"'What madness!' he loudly exclaimed. 'How could they have allowed that rabble to enter? Why did they not sweep away four or five hundred of them with the cannon? The rest would then have speedily taken to their heels.'"
FOOTNOTES:
[317] At the moment of Leopold's death all was ready for hostilities. Two hundred thousand men were under arms for the invasion. The Duke of Brunswick, who was placed in command, was at Berlin receiving the final commands of the king. Another Prussian general was at Vienna receiving from Leopold advice as to the time and point of attack. Leopold, whose constitution was shattered by debauchery, was taken suddenly sick, and, after two days of excruciating pain, died in convulsions. His death was probably caused by an immoderate use of drugs to recruit his system, enervated by dissipation. This event for a short time paralyzed the energies of the coalition. See History of the Girondists, by Lamartine, vol. i., p. 364.
[318] Memoirs of Count Mathieu Dumas, vol. i., p. 190.
[319] Dumouriez's Memoirs, book iii., ch. vi. Madame Campan gives an account of this interview with a little different coloring. "One day," she writes, "I found the queen in extreme agitation. She told me that she knew not what to do; that the leaders of the Jacobins had offered themselves to her through Dumouriez, or that Dumouriez, forsaking the party of the Jacobins, had come and offered himself to her; that she had given him an audience; that, being alone with her, he had thrown himself at her feet, and told her that he had put on the red cap, and even pulled it down over his ears, but that he neither was, nor ever could be, a Jacobin; that the Revolution had been suffered to roll on to that mob of disorganizers, who, aspiring only to pillage, were capable of every thing. While speaking with extreme warmth, he had taken hold of the queen's hand and kissed it with transport, saying, 'Allow yourself to be saved.' The queen told me that it was impossible to believe the protestations of a traitor; that all his conduct was so well known that the wisest plan was not to trust in him, and, besides, the princes earnestly recommended that no confidence should be placed in any proposal from the interior."—Madame Campan, vol. ii., p. 202.
[320] Francis was not yet elected Emperor of Germany.
[321] Condorcet, in a paper which he drew up in exposition of the motives which led to this strife, says, "The veil which concealed the intentions of our enemy is at length torn.

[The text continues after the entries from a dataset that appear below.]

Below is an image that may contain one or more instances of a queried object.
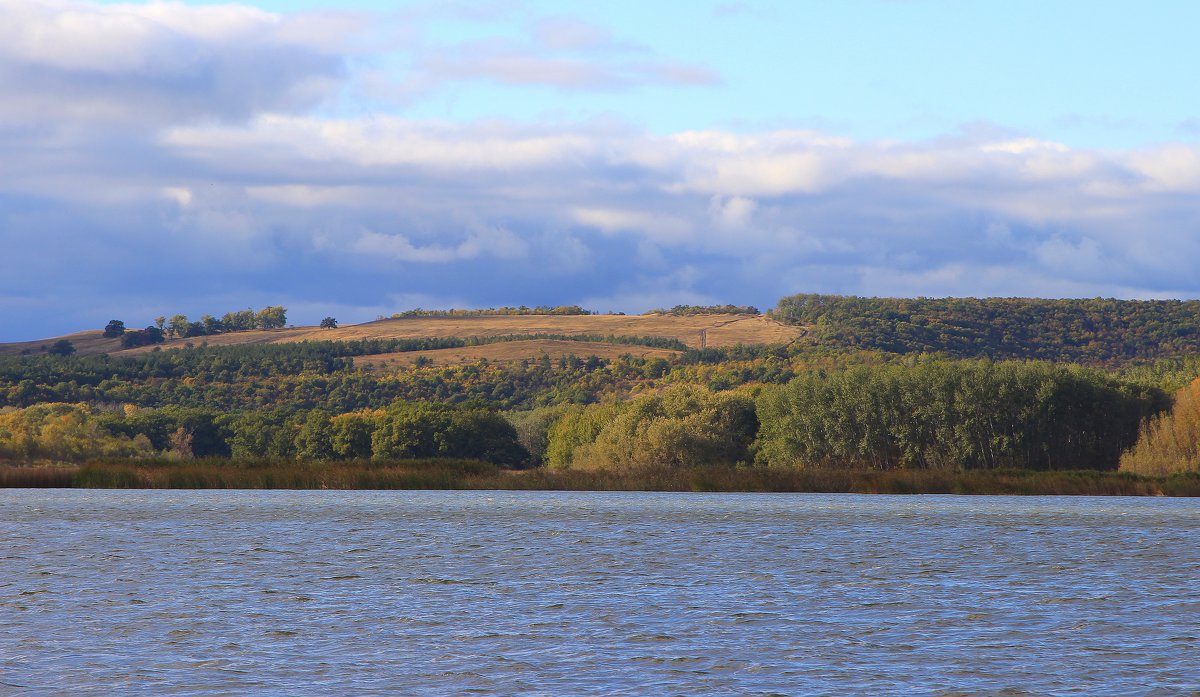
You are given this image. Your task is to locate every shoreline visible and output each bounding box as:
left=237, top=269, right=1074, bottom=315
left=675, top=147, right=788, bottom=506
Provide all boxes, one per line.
left=0, top=459, right=1200, bottom=497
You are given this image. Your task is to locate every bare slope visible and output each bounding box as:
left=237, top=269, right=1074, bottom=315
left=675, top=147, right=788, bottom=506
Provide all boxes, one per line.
left=354, top=340, right=679, bottom=371
left=0, top=314, right=803, bottom=357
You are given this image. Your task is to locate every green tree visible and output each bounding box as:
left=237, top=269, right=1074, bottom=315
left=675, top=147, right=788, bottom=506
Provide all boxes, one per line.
left=256, top=305, right=288, bottom=329
left=295, top=409, right=336, bottom=459
left=167, top=314, right=187, bottom=337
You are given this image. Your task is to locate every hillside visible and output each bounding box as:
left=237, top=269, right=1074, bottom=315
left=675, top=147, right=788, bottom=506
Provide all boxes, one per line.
left=770, top=295, right=1200, bottom=366
left=0, top=314, right=803, bottom=360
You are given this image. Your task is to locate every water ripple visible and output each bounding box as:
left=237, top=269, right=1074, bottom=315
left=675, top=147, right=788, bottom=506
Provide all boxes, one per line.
left=0, top=491, right=1200, bottom=697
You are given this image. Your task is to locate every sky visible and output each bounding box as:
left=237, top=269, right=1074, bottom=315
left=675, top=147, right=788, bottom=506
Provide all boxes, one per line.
left=0, top=0, right=1200, bottom=341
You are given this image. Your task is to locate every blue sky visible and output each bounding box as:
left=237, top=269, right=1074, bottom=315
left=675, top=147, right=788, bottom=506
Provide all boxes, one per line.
left=0, top=0, right=1200, bottom=340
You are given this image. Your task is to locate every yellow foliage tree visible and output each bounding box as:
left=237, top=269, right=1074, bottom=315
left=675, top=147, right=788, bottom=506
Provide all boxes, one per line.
left=1121, top=379, right=1200, bottom=475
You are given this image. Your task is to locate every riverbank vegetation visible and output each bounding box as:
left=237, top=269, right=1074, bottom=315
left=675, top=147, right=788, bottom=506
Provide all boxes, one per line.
left=0, top=296, right=1200, bottom=493
left=0, top=459, right=1200, bottom=497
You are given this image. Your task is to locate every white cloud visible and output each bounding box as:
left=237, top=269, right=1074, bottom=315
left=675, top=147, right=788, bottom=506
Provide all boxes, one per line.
left=0, top=0, right=1200, bottom=334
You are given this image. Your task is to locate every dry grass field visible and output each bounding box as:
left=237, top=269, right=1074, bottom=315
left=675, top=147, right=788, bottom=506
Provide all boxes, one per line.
left=354, top=340, right=679, bottom=371
left=0, top=314, right=803, bottom=361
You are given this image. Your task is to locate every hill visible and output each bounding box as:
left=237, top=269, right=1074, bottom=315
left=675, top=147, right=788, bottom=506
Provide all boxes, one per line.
left=770, top=294, right=1200, bottom=366
left=0, top=314, right=803, bottom=360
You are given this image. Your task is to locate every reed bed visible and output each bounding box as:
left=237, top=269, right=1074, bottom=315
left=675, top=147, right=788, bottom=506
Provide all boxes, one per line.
left=0, top=459, right=1200, bottom=497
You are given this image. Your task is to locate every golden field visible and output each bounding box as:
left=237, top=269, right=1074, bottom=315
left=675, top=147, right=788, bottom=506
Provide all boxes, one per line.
left=0, top=314, right=803, bottom=365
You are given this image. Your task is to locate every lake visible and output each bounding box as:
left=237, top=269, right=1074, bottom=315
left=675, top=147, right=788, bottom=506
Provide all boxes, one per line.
left=0, top=489, right=1200, bottom=696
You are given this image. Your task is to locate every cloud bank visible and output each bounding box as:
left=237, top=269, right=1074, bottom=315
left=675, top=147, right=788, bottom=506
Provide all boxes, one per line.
left=0, top=0, right=1200, bottom=340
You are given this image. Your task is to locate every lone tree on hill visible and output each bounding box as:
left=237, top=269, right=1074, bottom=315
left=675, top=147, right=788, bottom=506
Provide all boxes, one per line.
left=254, top=305, right=288, bottom=329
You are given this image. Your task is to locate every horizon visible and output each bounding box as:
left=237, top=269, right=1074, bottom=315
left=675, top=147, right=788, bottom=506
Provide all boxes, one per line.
left=0, top=0, right=1200, bottom=342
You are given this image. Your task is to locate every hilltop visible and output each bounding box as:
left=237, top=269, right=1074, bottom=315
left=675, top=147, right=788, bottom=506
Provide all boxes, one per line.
left=0, top=313, right=803, bottom=361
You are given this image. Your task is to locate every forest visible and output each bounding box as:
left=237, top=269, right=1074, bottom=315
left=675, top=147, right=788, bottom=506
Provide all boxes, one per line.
left=772, top=295, right=1200, bottom=366
left=0, top=295, right=1200, bottom=484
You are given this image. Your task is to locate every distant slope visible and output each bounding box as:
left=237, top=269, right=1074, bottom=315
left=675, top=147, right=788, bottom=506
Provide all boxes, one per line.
left=354, top=340, right=679, bottom=371
left=0, top=314, right=803, bottom=357
left=770, top=295, right=1200, bottom=365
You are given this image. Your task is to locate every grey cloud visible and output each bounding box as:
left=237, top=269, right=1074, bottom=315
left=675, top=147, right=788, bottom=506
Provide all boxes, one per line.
left=0, top=0, right=1200, bottom=340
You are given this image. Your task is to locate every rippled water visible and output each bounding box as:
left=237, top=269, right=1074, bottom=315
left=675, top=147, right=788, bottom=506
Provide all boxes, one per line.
left=0, top=491, right=1200, bottom=695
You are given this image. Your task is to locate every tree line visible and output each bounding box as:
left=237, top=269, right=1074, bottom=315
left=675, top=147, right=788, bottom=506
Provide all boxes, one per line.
left=0, top=402, right=528, bottom=467
left=104, top=305, right=289, bottom=348
left=379, top=305, right=598, bottom=319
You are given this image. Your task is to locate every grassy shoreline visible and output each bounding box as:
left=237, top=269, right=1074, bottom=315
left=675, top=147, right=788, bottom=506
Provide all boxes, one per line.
left=0, top=459, right=1200, bottom=497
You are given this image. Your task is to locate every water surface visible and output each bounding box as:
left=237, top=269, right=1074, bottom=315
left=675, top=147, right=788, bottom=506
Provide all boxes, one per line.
left=0, top=489, right=1200, bottom=696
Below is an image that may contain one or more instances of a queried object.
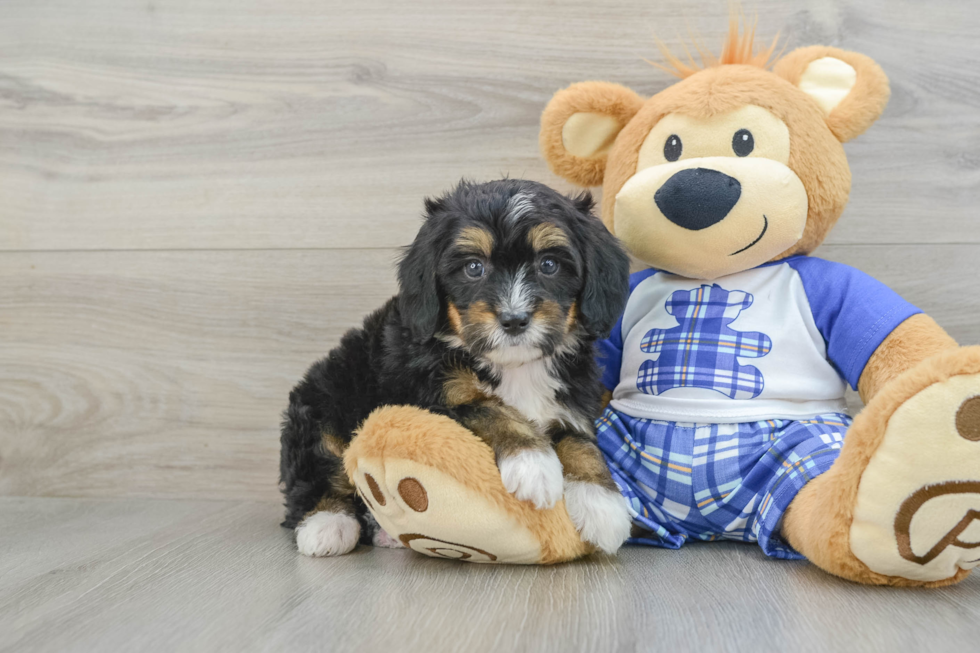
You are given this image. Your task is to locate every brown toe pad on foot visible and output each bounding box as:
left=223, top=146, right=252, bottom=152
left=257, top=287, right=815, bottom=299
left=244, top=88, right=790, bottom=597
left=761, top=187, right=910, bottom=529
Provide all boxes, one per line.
left=850, top=364, right=980, bottom=582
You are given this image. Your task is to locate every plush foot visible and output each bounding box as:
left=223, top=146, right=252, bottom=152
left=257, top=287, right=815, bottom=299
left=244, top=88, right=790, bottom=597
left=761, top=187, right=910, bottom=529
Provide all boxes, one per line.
left=499, top=447, right=564, bottom=510
left=344, top=406, right=592, bottom=564
left=851, top=366, right=980, bottom=582
left=296, top=511, right=361, bottom=558
left=565, top=481, right=632, bottom=554
left=371, top=528, right=405, bottom=549
left=782, top=347, right=980, bottom=587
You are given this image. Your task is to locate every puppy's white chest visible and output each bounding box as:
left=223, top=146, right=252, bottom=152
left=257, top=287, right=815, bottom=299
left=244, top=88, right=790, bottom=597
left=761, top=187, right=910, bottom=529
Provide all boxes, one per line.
left=493, top=359, right=568, bottom=426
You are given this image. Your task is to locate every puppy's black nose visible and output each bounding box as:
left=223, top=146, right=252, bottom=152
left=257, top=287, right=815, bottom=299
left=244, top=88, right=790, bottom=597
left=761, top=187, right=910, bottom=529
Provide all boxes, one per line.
left=500, top=313, right=531, bottom=336
left=653, top=168, right=742, bottom=231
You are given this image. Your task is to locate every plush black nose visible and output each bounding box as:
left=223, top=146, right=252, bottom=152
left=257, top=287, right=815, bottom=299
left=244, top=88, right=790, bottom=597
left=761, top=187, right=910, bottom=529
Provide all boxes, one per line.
left=653, top=168, right=742, bottom=231
left=500, top=313, right=531, bottom=336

Citizens, which of you could subscribe to these ignominious proposals? Feudal servitude and a humiliating inequality; bankruptcy and taxes which you alone would pay; tithes and the Inquisition; your possessions, bought upon the public faith, restored to their former usurpers; the beasts of the chase re-established in their right of ravaging your fields; your blood profusely spilled for the ambitious projects of a hostile house—such are the conditions of the treaty between the King of Hungary and perfidious Frenchmen! Such is the peace which is offered to you! No! never will you accept it!"—Exposition of the motives which determined the National Assembly to decree, on the formal proposal of the King, that there is reason to declare war against the King of Hungary and Bohemia, by M. Condorcet.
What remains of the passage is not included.